The sklearn implementation of Lasso that can force non-negative weights (as in this answer) is based on the coordinate descent algorithm. You can reimplement it, using for example coordinate-wise Newton method. For simplicity, I did not inclide intercept into the model:
import numpy as np
# generate the data
np.random.seed(1)
n = 1000
X = np.random.normal(size=(n, 5))
y = np.dot(X, [0,0,1,2,3]) + np.random.normal(size=n, scale=3)

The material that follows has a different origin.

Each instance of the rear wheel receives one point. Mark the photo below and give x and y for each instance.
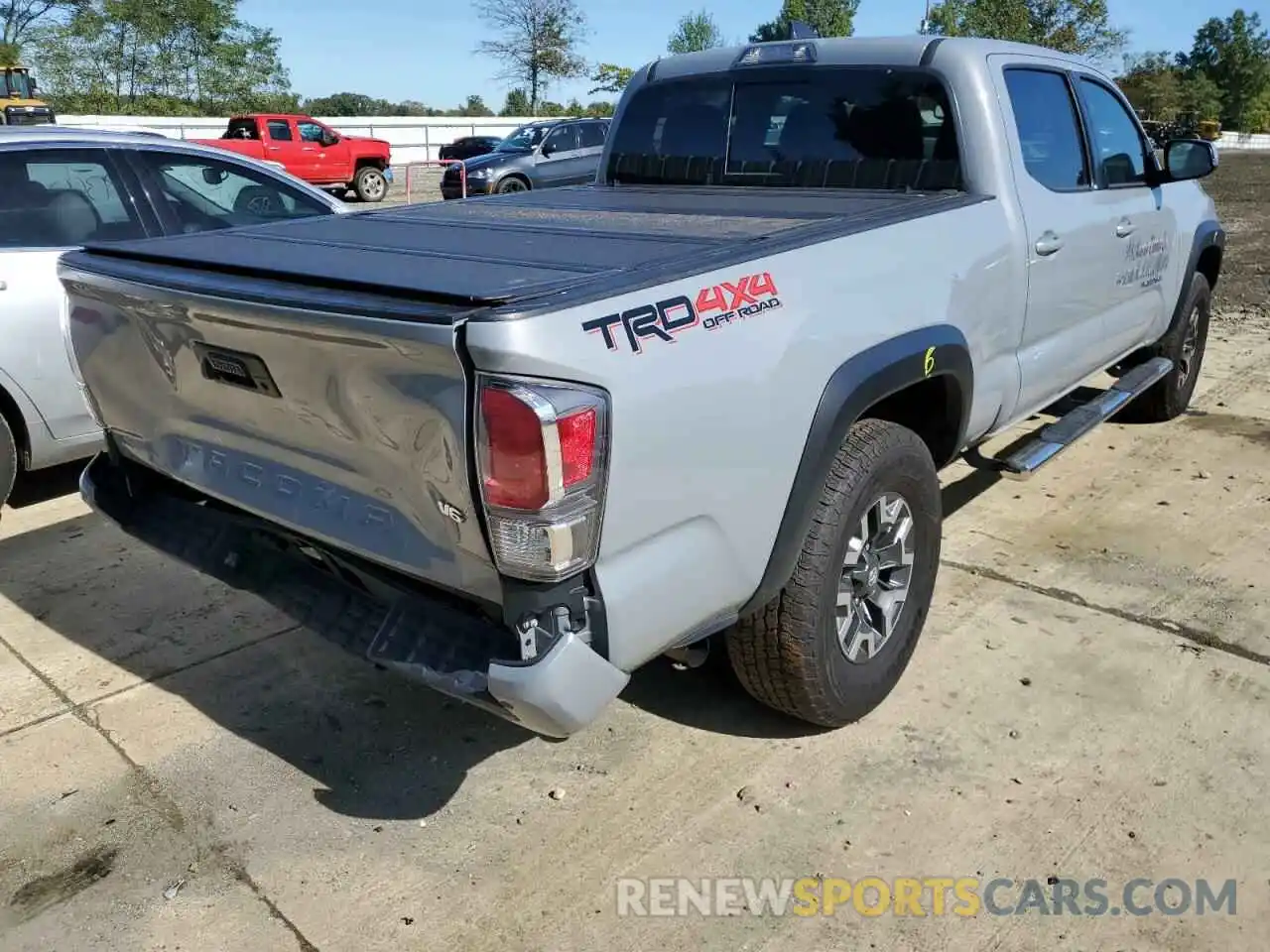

# initial solution (with some negative weights):
beta = np.dot(np.linalg.inv(np.dot(X.transpose(),X)), np.dot(X.transpose(), y))
print(beta)
# clip the solution from below with zero
prev_beta = beta.copy()
beta = np.maximum(beta, 1)
# improve the solution by restricted coordinate-wise Newton descent
hessian = np.dot(X.transpose(), X)
while not (prev_beta == beta).all():
prev_beta = beta.copy()
for i in range(len(beta)):
grad = np.dot(np.dot(X,beta)-y, X)
beta[i] = np.maximum(0, beta[i] - grad[i] / hessian[i,i])
print(beta)
This code will output initial and final beta's:
[-0.01404546 -0.02633036 1.06028543 1.99696564 2.93511618]
[ 0. 0. 1.05919989 1.99673774 2.93442334]
You can see that OLS beta differ from your optimal beta not only in the first two coefficients (that have been negative), but the rest of coefficients were also adjusted.